For Natural minor, when Am is 'renamed' the tonic (the one chord), all of the other chords are renumbered as well. In reality, A minor is a modification of A Major.
When we play in the Natural minor, it isn't possible to create a strong A minor tonal center. The tones of C Major tonify the tone C and the chord C Major, not the tone A and the chord A minor.
To create A minor as a resting place in our ears, it is necessary to have a leading tone. The leading tone to an A is G#. To get this tone, we raise the 7 from the pure or relative minor. This creates a leaning into A as the tonic. Along with the D, we have the makings (the tritone) of a key center with A being the tonic. This also makes the V chord a Major chord (and a dominant when 7th is added). This is important in harmony. It creates finality and magnetizes the ear to the tonic chord. Thus, the name of this minor mode is harmonic minor. Harmony is more progressive and strong with a leading tone in the mix (and consequently a Major V chord - the middle tone).

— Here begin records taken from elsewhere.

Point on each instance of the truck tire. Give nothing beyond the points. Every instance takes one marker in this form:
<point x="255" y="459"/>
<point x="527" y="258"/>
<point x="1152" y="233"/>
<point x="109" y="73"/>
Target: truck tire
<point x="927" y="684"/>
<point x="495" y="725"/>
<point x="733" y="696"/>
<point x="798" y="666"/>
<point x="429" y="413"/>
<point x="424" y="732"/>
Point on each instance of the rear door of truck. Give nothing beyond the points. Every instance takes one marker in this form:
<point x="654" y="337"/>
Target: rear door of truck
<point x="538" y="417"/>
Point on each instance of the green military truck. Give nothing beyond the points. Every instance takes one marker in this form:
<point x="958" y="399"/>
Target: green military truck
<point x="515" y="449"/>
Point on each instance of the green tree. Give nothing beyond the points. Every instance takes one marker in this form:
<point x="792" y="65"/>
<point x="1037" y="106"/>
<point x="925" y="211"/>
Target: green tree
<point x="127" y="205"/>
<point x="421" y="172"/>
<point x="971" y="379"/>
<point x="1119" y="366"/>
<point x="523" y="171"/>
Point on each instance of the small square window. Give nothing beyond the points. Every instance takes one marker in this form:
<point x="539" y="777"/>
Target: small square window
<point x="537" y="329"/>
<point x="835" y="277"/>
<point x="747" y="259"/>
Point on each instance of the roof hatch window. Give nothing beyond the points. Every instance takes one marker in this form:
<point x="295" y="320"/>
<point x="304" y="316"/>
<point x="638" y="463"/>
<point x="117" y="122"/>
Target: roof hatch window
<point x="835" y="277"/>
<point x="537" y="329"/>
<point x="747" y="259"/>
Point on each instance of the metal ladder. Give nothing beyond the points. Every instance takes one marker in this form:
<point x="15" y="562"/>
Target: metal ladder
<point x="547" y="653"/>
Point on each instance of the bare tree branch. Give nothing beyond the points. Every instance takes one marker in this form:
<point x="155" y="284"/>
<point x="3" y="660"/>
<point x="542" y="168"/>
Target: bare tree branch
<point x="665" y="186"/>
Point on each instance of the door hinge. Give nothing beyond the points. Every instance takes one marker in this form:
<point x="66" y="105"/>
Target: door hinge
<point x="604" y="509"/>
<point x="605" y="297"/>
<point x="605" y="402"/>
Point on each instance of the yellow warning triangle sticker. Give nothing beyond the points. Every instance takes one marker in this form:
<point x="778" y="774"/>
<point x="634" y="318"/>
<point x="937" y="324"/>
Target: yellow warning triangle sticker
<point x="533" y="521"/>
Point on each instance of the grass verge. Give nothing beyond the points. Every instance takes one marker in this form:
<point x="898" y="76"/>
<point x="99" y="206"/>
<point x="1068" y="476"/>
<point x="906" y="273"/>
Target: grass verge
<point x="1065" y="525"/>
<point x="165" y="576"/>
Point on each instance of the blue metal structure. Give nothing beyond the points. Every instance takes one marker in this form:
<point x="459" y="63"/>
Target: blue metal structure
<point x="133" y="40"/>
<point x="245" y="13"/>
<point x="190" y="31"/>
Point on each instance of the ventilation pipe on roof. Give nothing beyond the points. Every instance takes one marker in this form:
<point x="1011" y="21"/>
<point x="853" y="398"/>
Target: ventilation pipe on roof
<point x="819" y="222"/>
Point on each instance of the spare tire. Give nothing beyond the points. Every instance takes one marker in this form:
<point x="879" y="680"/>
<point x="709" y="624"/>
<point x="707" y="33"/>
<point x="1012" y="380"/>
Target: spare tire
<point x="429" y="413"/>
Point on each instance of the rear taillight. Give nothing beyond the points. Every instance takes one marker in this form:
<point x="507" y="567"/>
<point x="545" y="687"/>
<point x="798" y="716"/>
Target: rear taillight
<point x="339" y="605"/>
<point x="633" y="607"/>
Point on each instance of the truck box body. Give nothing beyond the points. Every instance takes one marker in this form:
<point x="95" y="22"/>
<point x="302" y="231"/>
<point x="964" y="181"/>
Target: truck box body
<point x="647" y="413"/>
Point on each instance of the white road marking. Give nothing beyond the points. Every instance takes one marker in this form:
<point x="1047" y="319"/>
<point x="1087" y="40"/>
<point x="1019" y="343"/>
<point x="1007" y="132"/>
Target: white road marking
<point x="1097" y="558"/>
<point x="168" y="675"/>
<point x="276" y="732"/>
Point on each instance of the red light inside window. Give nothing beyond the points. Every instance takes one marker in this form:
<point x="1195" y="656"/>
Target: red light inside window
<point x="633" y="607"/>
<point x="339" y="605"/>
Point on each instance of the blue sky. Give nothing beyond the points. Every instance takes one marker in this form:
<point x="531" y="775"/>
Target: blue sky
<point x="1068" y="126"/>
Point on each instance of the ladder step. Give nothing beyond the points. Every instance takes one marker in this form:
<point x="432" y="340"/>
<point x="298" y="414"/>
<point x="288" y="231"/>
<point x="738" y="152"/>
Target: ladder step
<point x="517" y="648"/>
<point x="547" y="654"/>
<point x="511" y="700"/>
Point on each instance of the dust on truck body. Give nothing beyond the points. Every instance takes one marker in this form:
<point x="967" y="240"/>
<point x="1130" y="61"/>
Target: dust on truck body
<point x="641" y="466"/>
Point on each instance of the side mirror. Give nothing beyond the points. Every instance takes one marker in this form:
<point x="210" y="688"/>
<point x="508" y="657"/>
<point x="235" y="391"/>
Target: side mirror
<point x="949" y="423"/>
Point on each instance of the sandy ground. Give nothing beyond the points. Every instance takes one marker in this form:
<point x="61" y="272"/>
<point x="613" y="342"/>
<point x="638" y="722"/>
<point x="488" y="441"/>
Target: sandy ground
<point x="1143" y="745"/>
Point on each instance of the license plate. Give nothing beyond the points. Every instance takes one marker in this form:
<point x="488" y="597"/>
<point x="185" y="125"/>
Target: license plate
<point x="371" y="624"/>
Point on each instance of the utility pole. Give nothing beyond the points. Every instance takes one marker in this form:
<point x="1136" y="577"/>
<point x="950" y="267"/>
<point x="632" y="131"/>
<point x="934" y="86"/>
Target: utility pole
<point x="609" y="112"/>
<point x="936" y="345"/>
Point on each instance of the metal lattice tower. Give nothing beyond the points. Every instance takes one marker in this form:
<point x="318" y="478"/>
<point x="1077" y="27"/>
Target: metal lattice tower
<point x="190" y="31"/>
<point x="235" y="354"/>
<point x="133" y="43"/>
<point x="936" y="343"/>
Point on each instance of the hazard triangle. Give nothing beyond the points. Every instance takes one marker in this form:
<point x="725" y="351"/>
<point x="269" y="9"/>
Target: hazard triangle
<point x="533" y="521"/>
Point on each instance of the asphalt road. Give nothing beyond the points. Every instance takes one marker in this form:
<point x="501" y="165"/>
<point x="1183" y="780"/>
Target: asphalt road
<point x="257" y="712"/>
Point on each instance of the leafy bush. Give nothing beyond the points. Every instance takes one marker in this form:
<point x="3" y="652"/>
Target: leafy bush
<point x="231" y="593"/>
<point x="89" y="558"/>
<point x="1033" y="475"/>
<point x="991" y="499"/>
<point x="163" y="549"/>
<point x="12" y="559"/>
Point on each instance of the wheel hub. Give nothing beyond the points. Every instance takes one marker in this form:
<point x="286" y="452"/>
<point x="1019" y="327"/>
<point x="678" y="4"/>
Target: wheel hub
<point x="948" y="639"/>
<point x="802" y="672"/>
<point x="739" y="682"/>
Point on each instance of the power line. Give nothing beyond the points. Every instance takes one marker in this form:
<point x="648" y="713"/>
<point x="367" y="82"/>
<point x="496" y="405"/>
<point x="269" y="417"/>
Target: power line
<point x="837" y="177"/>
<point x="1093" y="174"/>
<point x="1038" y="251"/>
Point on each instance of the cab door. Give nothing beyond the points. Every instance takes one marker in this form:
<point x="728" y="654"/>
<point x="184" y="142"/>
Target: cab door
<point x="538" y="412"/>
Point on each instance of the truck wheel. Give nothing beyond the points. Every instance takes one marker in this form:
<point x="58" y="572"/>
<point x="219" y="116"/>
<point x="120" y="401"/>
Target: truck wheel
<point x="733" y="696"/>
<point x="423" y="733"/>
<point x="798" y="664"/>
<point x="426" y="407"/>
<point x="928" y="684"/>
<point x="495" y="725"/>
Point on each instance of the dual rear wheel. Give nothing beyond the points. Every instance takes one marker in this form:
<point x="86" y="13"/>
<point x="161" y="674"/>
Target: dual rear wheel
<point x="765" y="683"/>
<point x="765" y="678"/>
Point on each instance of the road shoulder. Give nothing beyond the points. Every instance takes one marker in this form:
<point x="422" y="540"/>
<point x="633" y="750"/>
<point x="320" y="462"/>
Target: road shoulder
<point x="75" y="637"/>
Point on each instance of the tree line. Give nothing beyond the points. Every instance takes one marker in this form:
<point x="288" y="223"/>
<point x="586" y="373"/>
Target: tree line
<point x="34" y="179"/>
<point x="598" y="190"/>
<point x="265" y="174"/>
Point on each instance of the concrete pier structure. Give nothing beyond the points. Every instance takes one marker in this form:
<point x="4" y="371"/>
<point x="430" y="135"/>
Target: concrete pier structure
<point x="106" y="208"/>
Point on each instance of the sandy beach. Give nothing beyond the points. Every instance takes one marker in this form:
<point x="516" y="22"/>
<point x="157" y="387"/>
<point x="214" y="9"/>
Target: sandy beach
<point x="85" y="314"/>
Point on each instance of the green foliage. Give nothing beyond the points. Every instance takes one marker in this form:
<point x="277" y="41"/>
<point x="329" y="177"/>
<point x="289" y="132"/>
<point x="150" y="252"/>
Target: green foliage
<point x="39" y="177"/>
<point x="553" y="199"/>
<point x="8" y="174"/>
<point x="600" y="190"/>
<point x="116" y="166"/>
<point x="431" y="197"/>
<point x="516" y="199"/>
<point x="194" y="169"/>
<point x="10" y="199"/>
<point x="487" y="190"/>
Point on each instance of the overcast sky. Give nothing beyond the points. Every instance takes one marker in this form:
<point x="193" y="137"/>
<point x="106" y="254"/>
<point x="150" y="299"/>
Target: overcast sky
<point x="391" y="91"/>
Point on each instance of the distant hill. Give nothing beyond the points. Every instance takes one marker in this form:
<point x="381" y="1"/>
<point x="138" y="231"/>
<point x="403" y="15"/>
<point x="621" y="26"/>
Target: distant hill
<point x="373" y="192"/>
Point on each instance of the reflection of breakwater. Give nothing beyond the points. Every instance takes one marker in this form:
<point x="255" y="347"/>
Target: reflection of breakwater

For the scale, the gap between the 6th and 7th degress of the harmonic minor produces a very distinct and memorable sound.
The plus sign (+) = augmented = #5.
The '3rd form' of the minor is called Melodic minor (the melody minor - even though both other forms can be used melodically and harmonically as well).
Together the 3 modes or forms create a large family of chords, modes, and sounds that we call the minor key.
The Melodic minor tone group is the Major scale with a flat 3rd.
Above are just the triads. The family expands when we create 7ths and extended chords.
And, keep in mind, there isn't a universal agreement on naming scenarios. In discussions with other musicianers, I've found that typically everyone is right in how they name or compare/parallel chord systems. It is up to each of us to use what makes the most sense.